So werden die Wiesn-Besucher gezählt

München - Die Erfassung der Besucher auf dem Münchner Oktoberfest beruht auf komplizierten Berechnungen, in die unter anderem Schätzwerte langjähriger Wiesn-Experten einfließen

Es ist eine Volkszählung der besonderen Art: Alljährlich kommen rund sechs Millionen Gäste aus aller Welt, die Zahl schwankt dabei stets um einige hunderttausend.

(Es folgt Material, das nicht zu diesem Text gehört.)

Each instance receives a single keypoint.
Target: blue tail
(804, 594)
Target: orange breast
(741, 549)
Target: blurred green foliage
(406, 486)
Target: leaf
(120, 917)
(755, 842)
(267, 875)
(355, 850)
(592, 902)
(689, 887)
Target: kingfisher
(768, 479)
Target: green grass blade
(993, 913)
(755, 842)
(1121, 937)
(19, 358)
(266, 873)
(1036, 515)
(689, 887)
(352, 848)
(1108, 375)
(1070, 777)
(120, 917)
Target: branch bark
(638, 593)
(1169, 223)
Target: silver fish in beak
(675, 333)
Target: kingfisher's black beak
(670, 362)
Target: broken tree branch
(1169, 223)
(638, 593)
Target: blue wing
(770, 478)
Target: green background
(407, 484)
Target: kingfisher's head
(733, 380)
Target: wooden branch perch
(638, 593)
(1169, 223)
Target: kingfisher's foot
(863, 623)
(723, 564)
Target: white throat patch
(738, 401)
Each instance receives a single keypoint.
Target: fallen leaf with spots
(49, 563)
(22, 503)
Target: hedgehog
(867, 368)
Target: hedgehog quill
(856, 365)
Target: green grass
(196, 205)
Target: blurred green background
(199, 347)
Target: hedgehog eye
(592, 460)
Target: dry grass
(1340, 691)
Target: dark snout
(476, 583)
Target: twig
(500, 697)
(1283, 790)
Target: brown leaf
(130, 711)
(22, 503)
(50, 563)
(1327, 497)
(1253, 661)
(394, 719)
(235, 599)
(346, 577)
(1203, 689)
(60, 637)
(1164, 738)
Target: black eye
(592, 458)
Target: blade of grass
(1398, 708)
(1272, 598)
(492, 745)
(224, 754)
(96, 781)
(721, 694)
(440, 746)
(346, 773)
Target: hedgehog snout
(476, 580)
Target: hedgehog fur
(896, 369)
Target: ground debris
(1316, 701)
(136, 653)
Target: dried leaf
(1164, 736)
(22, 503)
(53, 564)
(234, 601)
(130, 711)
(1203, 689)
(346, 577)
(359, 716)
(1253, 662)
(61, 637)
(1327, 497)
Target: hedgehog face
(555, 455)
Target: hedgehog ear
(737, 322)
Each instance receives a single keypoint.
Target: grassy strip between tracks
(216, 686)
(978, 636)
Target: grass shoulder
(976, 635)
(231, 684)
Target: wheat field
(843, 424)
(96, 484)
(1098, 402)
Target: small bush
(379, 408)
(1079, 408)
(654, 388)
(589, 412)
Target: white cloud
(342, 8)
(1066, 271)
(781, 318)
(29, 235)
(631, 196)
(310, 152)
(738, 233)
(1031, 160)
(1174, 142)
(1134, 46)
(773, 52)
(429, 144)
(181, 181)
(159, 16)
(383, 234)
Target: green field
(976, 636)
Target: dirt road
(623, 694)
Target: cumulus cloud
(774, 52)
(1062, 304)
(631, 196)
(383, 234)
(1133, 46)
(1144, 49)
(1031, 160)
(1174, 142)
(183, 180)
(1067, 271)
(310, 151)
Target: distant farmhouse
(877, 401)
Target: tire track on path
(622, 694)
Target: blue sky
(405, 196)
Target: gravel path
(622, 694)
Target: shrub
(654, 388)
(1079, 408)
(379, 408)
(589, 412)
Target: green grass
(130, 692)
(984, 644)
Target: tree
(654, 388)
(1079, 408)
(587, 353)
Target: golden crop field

Dass die geschätzten Besucherzahlen recht genau zutreffen, wurde 1997 durch eine einmalige Besuchererfassung per Radar bestätigt. Die Zählung hatte damals Walter Weitmann, größter Wirt auf dem Cannstatter Wasen und langjähriger Präsident des Bundes der Schausteller und Marktkaufleute, veranlasst. Er hatte die Wiesn-Zahlen als zu hoch angezweifelt und wollte die vermeintliche Übertreibung aufdecken. Die Radar-Erfassung ergab jedoch: Die Schätzzahlen der Wiesn-Festleitung waren eher zu niedrig.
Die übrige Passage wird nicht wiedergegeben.